Responding to reports that the new recommendations are based off of the childhood vaccine schedule in Denmark, Racine said, “Denmark’s population, public health infrastructure, and disease-risk differ greatly from our own.” Denmark has universal health care and has a much smaller, more homogenous population than the U.S.

“At a time when parents, pediatricians and the public are looking for clear guidance and accurate information, this ill-considered decision will sow further chaos and confusion and erode confidence in immunizations,” Racine said. “This is no way to make our country healthier.”

Racine said the American Academy of Pediatrics would continue to publish its own childhood vaccine recommendations, and he urged parents to work with their children’s pediatricians to make decisions about what’s best for their children.

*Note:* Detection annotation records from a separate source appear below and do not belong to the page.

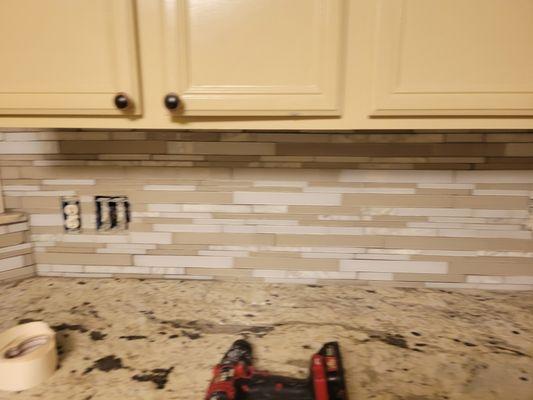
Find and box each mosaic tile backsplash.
[0,131,533,289]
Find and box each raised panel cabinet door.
[0,0,141,115]
[160,0,344,116]
[373,0,533,117]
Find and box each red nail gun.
[205,340,347,400]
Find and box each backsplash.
[0,131,533,289]
[0,213,35,281]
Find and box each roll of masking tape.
[0,321,57,391]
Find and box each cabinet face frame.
[0,0,142,117]
[371,0,533,117]
[160,0,346,117]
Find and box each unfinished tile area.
[0,213,35,281]
[0,278,533,400]
[0,131,533,290]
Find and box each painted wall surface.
[0,131,533,289]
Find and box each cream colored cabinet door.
[0,0,141,115]
[373,0,533,117]
[160,0,343,116]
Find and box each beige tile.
[342,193,453,208]
[276,235,385,247]
[393,272,465,282]
[449,259,533,276]
[172,233,274,245]
[0,232,26,249]
[340,260,448,274]
[133,255,233,268]
[130,191,233,204]
[234,257,339,271]
[0,265,35,282]
[0,256,28,272]
[35,253,132,266]
[0,142,59,154]
[233,192,341,206]
[339,170,453,183]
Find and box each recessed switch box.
[61,196,81,233]
[95,196,130,232]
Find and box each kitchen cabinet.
[0,0,141,115]
[373,0,533,116]
[0,0,533,130]
[160,0,343,116]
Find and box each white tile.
[252,205,289,214]
[183,204,252,213]
[233,192,342,206]
[504,271,533,285]
[130,232,172,244]
[163,275,214,281]
[3,185,39,191]
[0,243,31,254]
[133,255,233,268]
[96,247,147,254]
[153,224,222,233]
[424,282,533,290]
[4,190,76,197]
[416,183,476,190]
[470,209,529,218]
[340,260,448,274]
[301,253,354,260]
[354,254,410,261]
[265,278,317,285]
[363,228,438,236]
[455,171,533,183]
[44,264,83,272]
[84,265,150,274]
[150,267,185,275]
[222,225,257,234]
[303,186,416,194]
[106,243,157,250]
[192,218,248,225]
[318,215,361,221]
[60,234,129,243]
[252,269,356,279]
[0,256,26,272]
[257,225,366,236]
[0,141,59,154]
[143,185,196,192]
[253,181,307,188]
[438,229,531,239]
[7,222,30,233]
[42,179,96,186]
[466,275,504,283]
[148,204,183,212]
[407,222,522,231]
[198,250,250,257]
[30,213,63,226]
[357,272,393,281]
[472,189,531,197]
[157,212,213,219]
[339,170,453,183]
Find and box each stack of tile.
[0,213,35,281]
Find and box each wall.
[0,131,533,289]
[0,213,35,281]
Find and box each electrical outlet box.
[94,196,130,232]
[61,196,81,233]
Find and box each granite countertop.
[0,278,533,400]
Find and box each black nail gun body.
[205,340,347,400]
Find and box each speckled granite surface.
[0,278,533,400]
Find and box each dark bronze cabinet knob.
[165,93,180,111]
[115,93,131,110]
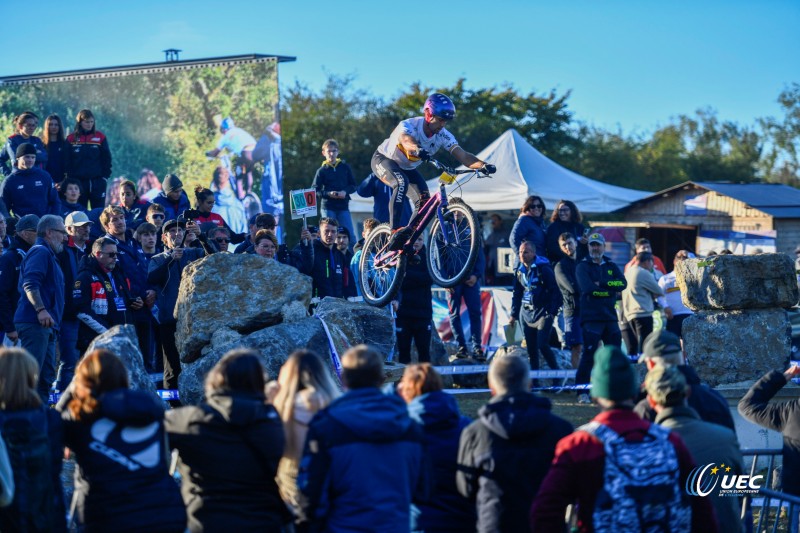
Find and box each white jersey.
[378,117,458,170]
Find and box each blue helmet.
[219,117,233,130]
[423,93,456,120]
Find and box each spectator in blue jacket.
[509,241,561,385]
[509,196,547,257]
[3,143,61,217]
[153,174,192,220]
[311,139,356,243]
[447,247,486,359]
[397,363,476,533]
[297,344,428,533]
[356,174,411,226]
[14,215,67,401]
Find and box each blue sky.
[0,0,800,133]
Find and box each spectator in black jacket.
[456,355,572,533]
[395,235,433,364]
[509,241,561,384]
[575,233,628,403]
[2,143,61,217]
[0,215,39,343]
[72,237,139,354]
[57,350,186,533]
[300,217,345,298]
[634,330,736,433]
[56,211,93,391]
[555,232,583,368]
[147,220,206,389]
[311,139,356,243]
[739,365,800,494]
[67,109,111,208]
[166,349,291,533]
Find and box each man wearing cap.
[153,174,192,220]
[56,211,93,391]
[575,232,628,403]
[2,143,61,217]
[634,330,736,431]
[14,215,67,396]
[0,215,39,343]
[530,348,718,532]
[147,220,206,389]
[644,366,745,533]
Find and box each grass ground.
[456,392,599,427]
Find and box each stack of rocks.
[676,254,798,386]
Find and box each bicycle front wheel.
[427,198,481,288]
[358,224,406,307]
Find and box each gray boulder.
[675,254,798,311]
[683,309,791,386]
[175,254,311,363]
[178,298,397,404]
[84,324,160,399]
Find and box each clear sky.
[0,0,800,133]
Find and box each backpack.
[579,422,692,533]
[0,407,56,533]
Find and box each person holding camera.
[147,219,206,389]
[72,237,144,352]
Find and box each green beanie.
[592,346,639,402]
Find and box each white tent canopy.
[350,129,652,213]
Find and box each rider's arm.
[450,146,485,169]
[400,133,419,154]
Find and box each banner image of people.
[0,56,284,220]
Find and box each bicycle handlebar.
[427,158,491,178]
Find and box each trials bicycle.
[358,159,489,306]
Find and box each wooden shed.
[596,181,800,262]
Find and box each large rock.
[178,298,394,404]
[314,298,395,359]
[175,254,311,363]
[86,324,160,399]
[683,309,791,386]
[675,254,798,311]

The academy and the American Medical Association also criticized the process through which the changes are being made. In past years, a committee of doctors and experts would meet to discuss and vote on potential changes, which would then be recommended to the head of the CDC for adoption. The decision Monday, however, mostly bypassed that committee — which was reconstituted last year by Kennedy, a longtime vaccine skeptic.

“When longstanding recommendations are altered without a robust, evidence-based process, it undermines public trust and puts children at unnecessary risk of preventable disease,” Dr. Sandra Adamson Fryhofer, a trustee with the American Medical Association, said in a news release.

She said the American Medical Association supports continued access to childhood vaccines recommended by national medical specialty societies.

The new federal vaccine recommendations come as Illinois and other states struggle with surges of the flu.

Illinois had “very high” levels of flu activity for the week that ended Dec. 27, up from “moderate” levels for the previous week, according to the state health department. Illinois also reported on Monday its first child death from the flu during this respiratory illness season.

Chicago and suburban Cook County also had “very high” levels of flu activity for the week that ended Dec. 27. In Chicago, hospitalizations and emergency department visits for the flu are at their highest levels since 2022, according to the Chicago Department of Public Health.

Nationally, more than half of states had “very high” levels of flu activity for the week that ended Dec. 27, according to the Centers for Disease Control and Prevention.

COVID-19 activity in Illinois has also risen to moderate levels, according to the state health department.

This year’s flu vaccine isn’t a perfect match for a new variant of the flu called subclade K, but doctors say it may still help reduce the severity of the illness and reduce the risk of hospitalization. A study out of the United Kingdom, published in November, found the vaccine offered some protection against hospitalization and emergency department visits.

“Vaccinations remain the most effective tool to prevent severe illness from flu, COVID-19, and RSV,” Vohra said in a news release Monday.